A Blog by Jonathan Low

 

Aug 18, 2020

Covid ICU Capacity Is More About Doctors and Nurses Than Beds

The beds and equipment are easier to acquire and maintain than the people who make it work.

Which is a societal problem we have exacerbated through our growing reliance on technology. JL

Hayley Gershengorn reports in Stat:

Each time Covid-19 surges, concerns arise over availability of hospital and intensive care unit beds. To monitor ICU capacity, states track and report hospitalization rates and the availability of intensive care beds. Health systems can build more ICU beds and buy more ventilators, but the ICU workforce is less easily expandable. Hospitals ask intensive care nurses and doctors to work overtime (but) 47% of intensive care clinicians experience burnout. (They) ask providers to care for more patients than usual but ICU patients cared for by doctors managing larger numbers of patients were more likely to die. They recruit non-ICU nurses and doctors but clinicians are not interchangeable.
Each time communities experience surges of Covid-19, concerns arise over the availability of hospital and intensive care unit beds in affected regions. To monitor ICU capacity, several states have begun to track and publicly report hospitalization rates and the availability of intensive care unit beds.
In our zeal to understand how our health systems are coping with Covid-19, a key issue is often overlooked: human capacity. Contractors can build new hospitals in a week. But training competent doctors, nurses, respiratory therapists, and other clinicians to work in intensive care units takes years. If we build ICU beds, patients will come. But who will care for them?
As Covid-19 patients filled ICUs in New York City in the spring, hospitals adopted four strategies — often in concert — to meet the rising demand for ICU clinicians. Each of the strategies, born of desperation, can help achieve the goal but also has the potential to harm ICU patients.

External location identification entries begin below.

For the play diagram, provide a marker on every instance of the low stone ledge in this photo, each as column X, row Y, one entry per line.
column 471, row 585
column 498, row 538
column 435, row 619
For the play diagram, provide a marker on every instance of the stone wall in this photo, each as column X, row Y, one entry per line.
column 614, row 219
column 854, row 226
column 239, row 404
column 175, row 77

Hospitals asked their intensive care nurses and doctors to work overtime — and lots of it. For short periods, this is a good solution because it ensures that patients continue to be cared for by clinicians trained and experienced in managing their illness working in familiar teams and in familiar settings. Working in the ICU, however, can be emotionally and physically draining. Up to 47% of intensive care clinicians experience burnout, and burned out clinicians provide worse ICU care.


Hospitals asked providers to care for more patients than they normally cared for. ICU nurses typically work with one or two patients at a time. Studies show that patients do worse if their nurses cover more patients. California law restricts nurses from managing more than two ICU patients. The data for ICU physicians is less robust, but research several colleagues and I did in the United Kingdom showed that ICU patients cared for by doctors managing larger numbers of patients were more likely to die.

Hospitals recruited non-ICU nurses and doctors to provide care for patients in the ICU. Having someone doing this work is clearly better than having no one. And as an ICU physician, I am truly grateful for my colleagues in other specialties who have jumped in to help. Yet, clinicians are not interchangeable.
You wouldn’t expect a stellar professor of graduate-level English literature to be star preschool teacher, or let a tax attorney defend you in a criminal trial. The same holds true in medicine. You would never voluntarily let me operate on your heart, just as you should want me and not a cardiac surgeon at your bedside if you are critically ill from Covid-19.
Hospitals also brought in ICU clinicians from around the country. All of us are indebted to these clinicians who chose to work in communities far from home, risking their own health to help others. But as anyone who has worked in an ICU knows — and research supports — the key to delivering the best ICU care is a functioning ICU team made up of clinicians used to working together.
It’s a bit like the NFL’s Pro-Bowl: even the best individual players can’t immediately coalesce into the best team; that takes practice. Reliance on excellent ICU clinicians working with people they don’t know in a system they are unfamiliar with is not optimal.
Health systems can build more ICU beds and buy more ventilators, but the ICU workforce is less easily expandable. For decades leading up to Covid-19, we have known that a mismatch exists in the U.S. between the need for ICU beds and the number of qualified ICU practitioners. Covid-19 has simply widened this gap.
The spring surge lasted two months in a few epicenters, and hospitals managed (albeit suboptimally). With the current increased ICU demand — which is both more prolonged and occurring simultaneously in more regions across the U.S. — the strategies employed in the spring simply will not be enough.
So what can we do? The first and most important step is to limit the spread of Covid-19: all Americans need to wash their hands, use face coverings when in public, and socially distance. Second, the number of patients requiring not only hospitalization but also ICU-level care must be publicly reported, along with the number of available hospital and ICU beds in each region and the number of available “well-staffed” beds — the number that can be covered by the typical clinicians working under normal conditions. Tracking these figures can help us all understand how much demand for ICU care can truly be optimally met in each community.
All patients deserve the best: care by a compassionate, energized clinician trained and practiced in the management of their disease. At the current rate, many of our critically ill Covid-19 patients may receive something less.

1 comments:

Anonymous said...

As a side note; my wife's primary care physician told her that the Cleveland Clinic is cross training them to provide in-patient care in anticipation of this fall's potential deluge of Covid & Flu admissions.